Newspaper article St Louis Post-Dispatch (MO)

Three's a Charm Triplet Boys Leave Family Weary but Grateful

Newspaper article St Louis Post-Dispatch (MO)

Three's a Charm Triplet Boys Leave Family Weary but Grateful

Article excerpt

When Renee Frost of St. Charles first learned that she was to have triplets, she was so inconsolable that her mother had to be called to the hospital to comfort her.

Frost's consternation was understandable. She and her husband, John Frost, were already parents to Anthony, 11, Christopher, 8, and Desiree, 1. Unlike many mothers of multiple births, Renee Frost had not been involved in fertility drug therapy.
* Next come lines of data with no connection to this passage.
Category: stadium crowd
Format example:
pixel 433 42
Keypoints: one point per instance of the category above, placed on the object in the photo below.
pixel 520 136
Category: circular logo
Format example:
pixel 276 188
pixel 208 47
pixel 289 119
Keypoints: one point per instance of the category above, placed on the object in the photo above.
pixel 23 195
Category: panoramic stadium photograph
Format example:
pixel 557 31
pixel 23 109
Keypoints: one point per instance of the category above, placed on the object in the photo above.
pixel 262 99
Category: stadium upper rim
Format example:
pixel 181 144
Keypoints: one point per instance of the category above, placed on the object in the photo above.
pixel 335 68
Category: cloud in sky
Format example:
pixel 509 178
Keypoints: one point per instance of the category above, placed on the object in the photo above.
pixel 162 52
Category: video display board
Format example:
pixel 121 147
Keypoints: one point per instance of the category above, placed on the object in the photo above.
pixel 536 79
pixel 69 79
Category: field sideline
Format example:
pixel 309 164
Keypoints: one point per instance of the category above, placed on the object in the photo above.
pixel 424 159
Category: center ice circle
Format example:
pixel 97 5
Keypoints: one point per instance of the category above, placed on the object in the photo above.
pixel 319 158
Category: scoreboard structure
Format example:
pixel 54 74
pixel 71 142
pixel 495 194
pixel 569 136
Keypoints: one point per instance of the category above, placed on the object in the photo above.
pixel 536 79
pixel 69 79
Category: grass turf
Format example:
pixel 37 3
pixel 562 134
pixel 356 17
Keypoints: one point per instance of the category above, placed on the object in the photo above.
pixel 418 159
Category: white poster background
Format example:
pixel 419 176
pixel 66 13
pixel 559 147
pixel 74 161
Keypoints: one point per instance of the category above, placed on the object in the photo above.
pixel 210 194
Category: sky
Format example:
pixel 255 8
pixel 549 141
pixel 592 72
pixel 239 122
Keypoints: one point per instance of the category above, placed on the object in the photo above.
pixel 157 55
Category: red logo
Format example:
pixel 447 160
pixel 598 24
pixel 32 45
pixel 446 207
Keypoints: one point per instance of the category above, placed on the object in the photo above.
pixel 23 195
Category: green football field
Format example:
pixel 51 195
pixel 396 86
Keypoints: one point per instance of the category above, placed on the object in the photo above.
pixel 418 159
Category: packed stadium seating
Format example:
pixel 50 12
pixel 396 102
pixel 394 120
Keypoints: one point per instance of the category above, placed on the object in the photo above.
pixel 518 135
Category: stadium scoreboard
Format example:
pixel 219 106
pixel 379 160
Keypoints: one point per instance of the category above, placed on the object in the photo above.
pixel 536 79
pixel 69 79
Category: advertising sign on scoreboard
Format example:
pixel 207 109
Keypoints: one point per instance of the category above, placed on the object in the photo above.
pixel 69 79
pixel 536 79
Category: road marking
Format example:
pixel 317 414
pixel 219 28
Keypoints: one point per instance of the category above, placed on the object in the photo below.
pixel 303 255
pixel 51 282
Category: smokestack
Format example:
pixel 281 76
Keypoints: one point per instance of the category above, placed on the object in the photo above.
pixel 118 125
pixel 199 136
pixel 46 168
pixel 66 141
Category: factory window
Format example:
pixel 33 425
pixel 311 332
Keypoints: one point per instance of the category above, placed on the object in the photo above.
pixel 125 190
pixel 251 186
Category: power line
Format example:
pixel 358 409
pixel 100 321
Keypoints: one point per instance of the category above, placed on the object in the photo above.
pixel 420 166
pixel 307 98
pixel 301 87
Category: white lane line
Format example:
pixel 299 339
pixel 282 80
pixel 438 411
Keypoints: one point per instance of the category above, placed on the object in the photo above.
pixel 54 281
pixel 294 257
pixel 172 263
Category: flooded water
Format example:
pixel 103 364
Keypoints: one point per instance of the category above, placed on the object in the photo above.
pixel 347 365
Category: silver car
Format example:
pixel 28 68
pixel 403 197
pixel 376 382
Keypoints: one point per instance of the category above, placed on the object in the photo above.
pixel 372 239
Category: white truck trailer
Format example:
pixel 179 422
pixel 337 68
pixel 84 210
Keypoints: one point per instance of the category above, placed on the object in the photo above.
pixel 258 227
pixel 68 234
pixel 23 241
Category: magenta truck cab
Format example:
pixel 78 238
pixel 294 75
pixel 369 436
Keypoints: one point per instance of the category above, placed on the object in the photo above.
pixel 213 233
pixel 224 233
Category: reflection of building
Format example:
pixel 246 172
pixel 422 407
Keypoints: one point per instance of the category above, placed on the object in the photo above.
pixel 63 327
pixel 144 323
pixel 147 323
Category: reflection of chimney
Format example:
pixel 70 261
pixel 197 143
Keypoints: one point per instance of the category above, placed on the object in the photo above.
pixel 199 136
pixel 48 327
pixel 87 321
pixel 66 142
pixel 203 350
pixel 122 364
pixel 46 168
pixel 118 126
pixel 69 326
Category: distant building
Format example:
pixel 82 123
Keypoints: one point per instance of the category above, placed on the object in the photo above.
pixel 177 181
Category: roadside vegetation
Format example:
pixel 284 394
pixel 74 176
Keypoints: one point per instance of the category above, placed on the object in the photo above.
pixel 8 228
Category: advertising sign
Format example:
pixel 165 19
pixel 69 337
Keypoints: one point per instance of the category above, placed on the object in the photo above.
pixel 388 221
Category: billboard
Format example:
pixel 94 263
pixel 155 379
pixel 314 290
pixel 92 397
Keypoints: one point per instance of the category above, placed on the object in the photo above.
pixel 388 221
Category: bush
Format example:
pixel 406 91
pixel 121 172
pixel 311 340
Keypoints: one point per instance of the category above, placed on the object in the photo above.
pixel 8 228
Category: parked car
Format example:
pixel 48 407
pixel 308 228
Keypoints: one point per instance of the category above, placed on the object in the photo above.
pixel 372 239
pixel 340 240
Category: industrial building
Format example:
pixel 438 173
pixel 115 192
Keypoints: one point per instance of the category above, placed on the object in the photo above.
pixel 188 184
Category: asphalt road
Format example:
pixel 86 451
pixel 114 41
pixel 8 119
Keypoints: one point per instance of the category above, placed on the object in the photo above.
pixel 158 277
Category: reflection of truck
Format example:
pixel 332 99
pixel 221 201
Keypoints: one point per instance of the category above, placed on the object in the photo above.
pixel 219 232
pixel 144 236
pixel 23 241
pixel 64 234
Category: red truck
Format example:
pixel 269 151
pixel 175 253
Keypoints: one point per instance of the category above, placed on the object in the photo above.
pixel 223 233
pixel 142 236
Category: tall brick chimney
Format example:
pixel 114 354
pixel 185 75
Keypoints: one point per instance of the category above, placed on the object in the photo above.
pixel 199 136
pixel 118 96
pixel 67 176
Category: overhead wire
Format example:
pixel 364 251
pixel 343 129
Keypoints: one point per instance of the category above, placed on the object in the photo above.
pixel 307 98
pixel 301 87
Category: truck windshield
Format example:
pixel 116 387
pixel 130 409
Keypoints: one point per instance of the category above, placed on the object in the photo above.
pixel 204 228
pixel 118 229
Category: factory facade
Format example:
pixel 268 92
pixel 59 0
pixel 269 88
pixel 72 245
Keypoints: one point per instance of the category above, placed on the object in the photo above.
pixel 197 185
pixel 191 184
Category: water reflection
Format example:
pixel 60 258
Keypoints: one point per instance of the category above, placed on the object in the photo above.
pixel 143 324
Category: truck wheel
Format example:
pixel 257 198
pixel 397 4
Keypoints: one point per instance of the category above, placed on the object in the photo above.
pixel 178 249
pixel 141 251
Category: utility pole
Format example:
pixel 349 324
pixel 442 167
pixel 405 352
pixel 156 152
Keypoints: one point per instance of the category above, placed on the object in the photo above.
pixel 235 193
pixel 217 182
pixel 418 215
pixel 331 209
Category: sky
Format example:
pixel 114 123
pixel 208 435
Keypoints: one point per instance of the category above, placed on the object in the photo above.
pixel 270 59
The couple had hoped for a fourth child, but not for several more years, and certainly not in triplicate.

Ready or not, on May 29, 1994, the Frosts became parents in a one in 250 million instance of naturally conceived, identical triplet boys. Jacob, the oldest by two minutes, weighed in at 3 pounds. James, born one minute later, weighed 3 pounds, 7 ounces, and John, the youngest and the largest, 3 pounds, 9 ounces.

The boys were born at St John's Mercy Medical Center in Creve Coeur two months prematurely. Despite their low weights, all three babies were healthy and required only a short hospital stay before they reached the 4-pound minimum to go home.

Other than a shower put on by the Frosts' church, St. Cletus, the babies received little of the attention and offers of assistance that often are the case in multiple births brought about by scientific intervention. Renee's mother came to help out the first week. From then, Renee and John were on their own.

"I was a basket case for the first three months," Renee Frost said. "I would feed one, then the second and then the third. My head would barely touch the pillow before it was time to start again," she said.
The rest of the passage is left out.